Sauropod dinosaurs, the enormous plant-eating dinos with long tails and necks, had body temperatures ranging from 96.3 to 100.8 degrees Fahrenheit -- making them as warm as most mammals -- including people.
Because body temperature usually rises the larger an animal gets, the findings, published in the latest issue of Science, suggest huge sauropods had mechanisms for cooling themselves off.
"What we can say is that sauropods did not have body temperatures that were as cold as modern crocodiles and alligators," lead author Robert Eagle, a researcher at the California Institute of Technology, told Discovery News.
Eagle pointed out that many models had predicted that sauropods would have high body temperatures of over 104 degrees.
"This suggests that sauropods may have had cooling mechanisms to prevent very high body temperatures being reached due to their gigantic size," he said.
So-called "gigantotherms" maintain warm temperatures due to sheer size. Plant-eating dinosaurs may have then been cold-blooded, in the sense that they could have depended on their environment for heat, as opposed to generating it internally, as warm-blooded species do.
"If you're an animal that you can approximate as a sphere of meat the size of a room, you can't be cold unless you're dead," explained co-author John Eiler, a Caltech geochemist.
Eiler, Eagle and their colleagues made the determinations after studying 11 teeth belonging to Brachiosaurus brancai and Camarasaurus dinosaurs.
The scientists measured concentrations of the rare isotopes carbon-13 and oxygen-18 in bioapatite, a mineral found in teeth and bone. How often these isotopes bond with each other depends on temperature, so the lower the temperature, the more carbon-13 and oxygen-18 clumps exist. Measuring these clumps revealed the temperature of the environment in which the mineral formed inside the dinosaur.
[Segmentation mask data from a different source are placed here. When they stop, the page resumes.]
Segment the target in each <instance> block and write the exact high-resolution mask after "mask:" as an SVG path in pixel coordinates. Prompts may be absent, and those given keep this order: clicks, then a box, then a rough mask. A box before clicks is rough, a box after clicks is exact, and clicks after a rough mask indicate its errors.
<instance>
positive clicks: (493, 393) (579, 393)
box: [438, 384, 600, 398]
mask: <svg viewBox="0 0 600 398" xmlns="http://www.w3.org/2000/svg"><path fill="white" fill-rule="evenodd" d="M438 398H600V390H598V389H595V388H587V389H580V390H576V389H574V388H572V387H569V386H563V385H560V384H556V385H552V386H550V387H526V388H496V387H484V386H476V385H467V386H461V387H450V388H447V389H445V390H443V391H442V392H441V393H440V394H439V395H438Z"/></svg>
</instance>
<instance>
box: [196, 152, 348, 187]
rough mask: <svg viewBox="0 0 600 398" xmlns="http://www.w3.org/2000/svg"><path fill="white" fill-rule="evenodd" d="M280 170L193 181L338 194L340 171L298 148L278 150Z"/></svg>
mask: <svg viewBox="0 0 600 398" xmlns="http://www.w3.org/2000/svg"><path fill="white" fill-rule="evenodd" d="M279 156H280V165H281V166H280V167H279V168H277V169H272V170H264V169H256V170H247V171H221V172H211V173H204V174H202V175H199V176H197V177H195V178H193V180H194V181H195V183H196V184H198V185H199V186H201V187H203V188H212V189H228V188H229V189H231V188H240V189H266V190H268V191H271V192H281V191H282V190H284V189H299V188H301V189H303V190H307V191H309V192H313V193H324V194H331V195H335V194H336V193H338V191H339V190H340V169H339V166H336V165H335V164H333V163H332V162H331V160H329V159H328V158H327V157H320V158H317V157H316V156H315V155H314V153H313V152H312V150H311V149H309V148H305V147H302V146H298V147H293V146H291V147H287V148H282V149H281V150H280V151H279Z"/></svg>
This geochemical "thermometer" shows Brachiosaurus had a temperature of about 100.8 degrees, while Camarasaurus had a temperature of approximately 96.3 degrees.
Eagle said that Jurassic temperatures were probably "significantly hotter than today," so even if sauropods were cold-blooded they likely were not very restricted, in terms of habitat range, due to climate. In fact, they probably spent a lot of time trying to cool down their hefty bodies.
The researchers suspect the long necks and tails of these animals might have dispelled some heat. Lower metabolic rates might have helped to reduce internal warmth.